Proof of continuity of stochastic processes defined by Ito integrals

Question

I'm currently trying to understand the proof of Theorem 4.6.2 in Kuo, Hui-Hsiung: Introduction to Stochastic Integration:

Suppose $f \in L^2_{ad} ([a,b] \times \Omega )$, then the stochastic process $$X_t = \int_a^t f(s) dB(s), \hspace{3mm} a \leq t \leq b$$ is continuous, namely, all of its sample paths are continuous functions on the interval $[a,b]$.
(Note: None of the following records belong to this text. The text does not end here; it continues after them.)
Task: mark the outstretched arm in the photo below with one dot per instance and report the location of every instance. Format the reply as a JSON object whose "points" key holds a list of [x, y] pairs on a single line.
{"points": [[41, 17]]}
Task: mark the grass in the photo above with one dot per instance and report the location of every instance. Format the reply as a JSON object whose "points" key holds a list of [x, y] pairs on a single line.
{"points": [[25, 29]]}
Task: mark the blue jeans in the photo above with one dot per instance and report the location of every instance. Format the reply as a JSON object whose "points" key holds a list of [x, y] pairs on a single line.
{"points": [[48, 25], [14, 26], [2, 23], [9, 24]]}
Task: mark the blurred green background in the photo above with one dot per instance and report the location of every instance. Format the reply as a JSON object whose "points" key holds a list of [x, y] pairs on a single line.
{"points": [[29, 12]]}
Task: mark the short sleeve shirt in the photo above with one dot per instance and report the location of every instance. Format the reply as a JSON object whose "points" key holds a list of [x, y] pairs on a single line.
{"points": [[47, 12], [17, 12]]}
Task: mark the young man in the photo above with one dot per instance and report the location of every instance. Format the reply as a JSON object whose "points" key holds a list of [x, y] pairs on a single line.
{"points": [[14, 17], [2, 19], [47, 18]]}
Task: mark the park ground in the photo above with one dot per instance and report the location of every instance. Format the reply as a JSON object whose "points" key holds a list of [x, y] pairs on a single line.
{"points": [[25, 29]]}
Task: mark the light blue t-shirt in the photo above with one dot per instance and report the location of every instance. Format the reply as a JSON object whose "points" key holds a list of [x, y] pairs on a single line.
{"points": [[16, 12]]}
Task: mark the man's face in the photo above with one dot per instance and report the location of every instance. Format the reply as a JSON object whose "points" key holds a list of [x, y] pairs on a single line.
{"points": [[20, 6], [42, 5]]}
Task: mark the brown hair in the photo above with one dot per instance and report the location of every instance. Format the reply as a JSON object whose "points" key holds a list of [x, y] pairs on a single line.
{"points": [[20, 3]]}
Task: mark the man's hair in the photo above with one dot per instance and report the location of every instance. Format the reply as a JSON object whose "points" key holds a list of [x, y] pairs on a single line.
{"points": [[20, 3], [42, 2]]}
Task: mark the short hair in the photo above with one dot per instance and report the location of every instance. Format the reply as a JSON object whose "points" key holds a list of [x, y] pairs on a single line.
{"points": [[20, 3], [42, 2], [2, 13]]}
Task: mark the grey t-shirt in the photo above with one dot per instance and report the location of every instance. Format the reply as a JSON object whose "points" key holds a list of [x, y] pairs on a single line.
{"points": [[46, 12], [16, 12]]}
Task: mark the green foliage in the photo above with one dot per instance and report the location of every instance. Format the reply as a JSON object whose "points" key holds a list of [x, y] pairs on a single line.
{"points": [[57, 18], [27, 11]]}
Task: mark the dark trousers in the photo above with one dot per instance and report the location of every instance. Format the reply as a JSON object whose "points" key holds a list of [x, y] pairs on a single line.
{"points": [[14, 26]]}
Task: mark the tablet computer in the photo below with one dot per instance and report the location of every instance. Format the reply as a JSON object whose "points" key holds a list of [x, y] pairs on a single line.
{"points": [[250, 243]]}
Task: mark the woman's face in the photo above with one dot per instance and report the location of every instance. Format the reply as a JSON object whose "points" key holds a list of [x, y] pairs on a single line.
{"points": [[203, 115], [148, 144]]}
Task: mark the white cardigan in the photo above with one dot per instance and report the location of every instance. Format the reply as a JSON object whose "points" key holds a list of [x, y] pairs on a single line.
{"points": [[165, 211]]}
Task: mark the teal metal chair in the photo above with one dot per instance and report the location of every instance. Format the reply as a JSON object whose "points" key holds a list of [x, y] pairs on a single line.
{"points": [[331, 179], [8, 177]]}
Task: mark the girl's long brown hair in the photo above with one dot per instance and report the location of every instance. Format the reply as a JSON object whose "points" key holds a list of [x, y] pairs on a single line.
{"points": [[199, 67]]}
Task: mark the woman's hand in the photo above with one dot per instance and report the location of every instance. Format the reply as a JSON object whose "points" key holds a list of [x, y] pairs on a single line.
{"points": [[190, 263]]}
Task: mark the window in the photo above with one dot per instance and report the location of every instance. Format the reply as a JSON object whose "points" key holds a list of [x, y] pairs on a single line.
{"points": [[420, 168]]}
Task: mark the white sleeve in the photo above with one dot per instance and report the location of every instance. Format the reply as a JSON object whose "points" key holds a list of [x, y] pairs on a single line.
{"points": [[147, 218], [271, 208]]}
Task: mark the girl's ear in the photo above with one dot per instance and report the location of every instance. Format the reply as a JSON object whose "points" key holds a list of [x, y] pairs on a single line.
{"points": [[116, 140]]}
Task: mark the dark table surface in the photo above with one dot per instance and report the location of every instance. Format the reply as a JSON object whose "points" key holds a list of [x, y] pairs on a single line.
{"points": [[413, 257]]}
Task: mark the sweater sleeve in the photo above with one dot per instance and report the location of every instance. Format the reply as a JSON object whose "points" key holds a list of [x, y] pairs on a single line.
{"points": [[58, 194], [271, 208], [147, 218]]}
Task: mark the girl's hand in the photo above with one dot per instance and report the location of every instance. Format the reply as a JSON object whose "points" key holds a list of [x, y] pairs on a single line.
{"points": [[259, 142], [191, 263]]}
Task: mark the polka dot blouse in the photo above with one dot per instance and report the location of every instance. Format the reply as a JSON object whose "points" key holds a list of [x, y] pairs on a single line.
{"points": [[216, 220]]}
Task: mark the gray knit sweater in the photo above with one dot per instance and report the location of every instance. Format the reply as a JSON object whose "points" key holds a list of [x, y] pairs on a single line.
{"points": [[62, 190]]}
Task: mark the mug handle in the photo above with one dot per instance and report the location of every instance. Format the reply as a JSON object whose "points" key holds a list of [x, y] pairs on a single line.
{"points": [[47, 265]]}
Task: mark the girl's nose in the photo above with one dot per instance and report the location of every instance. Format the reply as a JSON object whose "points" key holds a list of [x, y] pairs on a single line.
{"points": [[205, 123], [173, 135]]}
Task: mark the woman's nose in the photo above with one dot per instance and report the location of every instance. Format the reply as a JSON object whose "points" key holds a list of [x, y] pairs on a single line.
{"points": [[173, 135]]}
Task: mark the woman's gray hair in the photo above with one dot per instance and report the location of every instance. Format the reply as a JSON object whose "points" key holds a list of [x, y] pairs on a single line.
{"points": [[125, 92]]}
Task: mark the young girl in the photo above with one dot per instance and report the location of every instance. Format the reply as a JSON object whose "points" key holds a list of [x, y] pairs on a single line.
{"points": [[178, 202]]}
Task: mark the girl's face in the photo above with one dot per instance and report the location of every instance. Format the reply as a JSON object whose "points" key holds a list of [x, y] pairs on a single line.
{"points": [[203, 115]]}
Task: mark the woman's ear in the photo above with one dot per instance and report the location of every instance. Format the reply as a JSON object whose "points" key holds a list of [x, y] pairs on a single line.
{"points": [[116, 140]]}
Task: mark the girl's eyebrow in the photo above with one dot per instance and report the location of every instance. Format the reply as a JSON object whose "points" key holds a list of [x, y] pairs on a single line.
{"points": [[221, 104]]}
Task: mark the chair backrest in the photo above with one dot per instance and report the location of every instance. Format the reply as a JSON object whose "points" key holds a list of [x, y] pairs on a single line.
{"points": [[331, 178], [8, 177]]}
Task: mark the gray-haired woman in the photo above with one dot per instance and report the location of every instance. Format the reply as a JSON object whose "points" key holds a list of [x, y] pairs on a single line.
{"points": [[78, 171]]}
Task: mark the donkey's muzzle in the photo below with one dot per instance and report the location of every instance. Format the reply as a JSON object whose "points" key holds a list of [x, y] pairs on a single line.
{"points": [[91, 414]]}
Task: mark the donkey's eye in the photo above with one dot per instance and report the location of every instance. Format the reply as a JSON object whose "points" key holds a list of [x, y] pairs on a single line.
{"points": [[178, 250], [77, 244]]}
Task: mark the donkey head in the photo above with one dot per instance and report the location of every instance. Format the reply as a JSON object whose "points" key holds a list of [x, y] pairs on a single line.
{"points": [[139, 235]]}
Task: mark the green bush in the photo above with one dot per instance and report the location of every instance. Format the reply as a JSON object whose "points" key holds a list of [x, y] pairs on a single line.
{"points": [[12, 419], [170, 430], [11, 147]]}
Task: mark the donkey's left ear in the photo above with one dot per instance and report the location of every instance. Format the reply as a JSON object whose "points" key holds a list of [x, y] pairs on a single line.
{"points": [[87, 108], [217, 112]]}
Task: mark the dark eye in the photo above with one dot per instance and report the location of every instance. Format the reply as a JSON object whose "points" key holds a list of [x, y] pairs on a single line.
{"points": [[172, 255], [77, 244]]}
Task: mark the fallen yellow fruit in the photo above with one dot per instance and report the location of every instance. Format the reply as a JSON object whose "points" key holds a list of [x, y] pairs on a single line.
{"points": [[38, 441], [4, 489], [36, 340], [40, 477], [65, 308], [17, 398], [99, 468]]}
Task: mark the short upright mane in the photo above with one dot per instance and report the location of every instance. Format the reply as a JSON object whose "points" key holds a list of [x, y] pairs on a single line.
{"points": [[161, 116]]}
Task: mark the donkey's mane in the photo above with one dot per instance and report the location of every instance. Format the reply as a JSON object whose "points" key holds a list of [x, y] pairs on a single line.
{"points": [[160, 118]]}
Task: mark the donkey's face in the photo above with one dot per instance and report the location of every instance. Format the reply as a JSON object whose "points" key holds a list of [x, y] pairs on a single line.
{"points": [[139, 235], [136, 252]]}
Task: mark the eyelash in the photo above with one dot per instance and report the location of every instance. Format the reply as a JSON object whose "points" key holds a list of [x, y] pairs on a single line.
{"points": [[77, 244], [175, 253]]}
I hope the notation is clear. This theorem is first proven for stochastic step functions, i.e. if $ \{ \mathcal{F}_t | a \leq t \leq b \} $ is the natural filtration given by the Brownian motion $B(t)$ and $\{ t_0, t_1, \dots , t_n \}$ is a partition of the interval $[a,b]$, let $f(t,\omega) = \sum_{k = 1}^n \xi_{k-1}(\omega) \cdot 1_{(t_{i-1},t_i]}$ with $\xi_{k-1}$ being $\mathcal{F}_{t_i}$-measurable.

The particular step of the proof that strikes me as odd is the following:

We know that for the given $f$, there exists a sequence of stochastic step functions $f_n$ with $$\lim_{n \to \infty} \int_a^b E(|f(t) - f_n(t)|)^2 dt = 0. $$Define for every $n \in \mathbb{N}, a \leq t \leq b$: $$ X_t^{(n)} := \int_a^t f_n(s) dB(s), \hspace{3mm} X_t:= \int_a^t f(s) dB(s).$$ Then, $X_t - X_t^{(n)}$ is a martingale, as we already know that such an Ito integral is a martingale with respect to the filtration $\{\mathcal{F}_t \}$. We can then apply Doob's submartingale inequality: $$ P \lbrace \sup_{a \leq t \leq b} |X_t - X_t^{(n)}| \geq \frac{1}{n} \rbrace \leq n E|X_b - X_b^{(n)}|$$

What this however totally seems to ignore, is that in order to be able to use this inequality, we need our martingale to be right continuous i.e. almost every sample path needs to be right continuous, which is not mentioned in this proof. Is it somehow obvious that the given martingale is right continuous, by continuity of the step functions $f_n$? Or by some other means? Or is this just not allowed? I have no idea. I hope someone can help me, if there is some uncommon notation that I forgot to explain, please let me know.

Answer 1

Two ways to fix this:

• Any martingale with respect to a nice filtration (i.e. a filtration satisfying the usual conditions) has a càdlàg modification. This means that we can assume without loss of generality that the process has càdlàg sample paths. In the case of Brownian motion, the completion of the canonical filtration satisfies indeed the usual conditions.
• Instead of applying Doob's inequality to $X_t-X_t^{(n)}$ apply it to $X_t^{(m)}-X_t^{(n)}$. Then we get that $$\sup_{a \leq t \leq b} |X_t^{(n)}-X_t^{(m)}| \to 0$$ in $L^2$. By the completeness of $L^2$, there exists a process $Y$ such that $$\sup_{a \leq t \leq b} |X_t^{(n)}-Y_t| \to 0$$ in $L^2$. Choosing a convergent subsequence, we find in particular that $(Y_t)_{t \in [a,b]}$ has continuous sample paths (as a uniform limit of continuous functions). On the other hand, we know from the construction of the Itô integral that $(X_t^{(n)})$ converges to $(X_t)_t$ and therefore, by the uniqueness of limits, $(X_t)=(Y_t)_t$. (Sorry that this part is a bit hand-waving; I don't own the mentioned book, so I don't know how Kuo/Hui-Hsiung define the stochastic integral. For more details see e.g. René Schilling/Lothar Partzsch: Brownian Motion - An Introduction to Stochastic Processes.)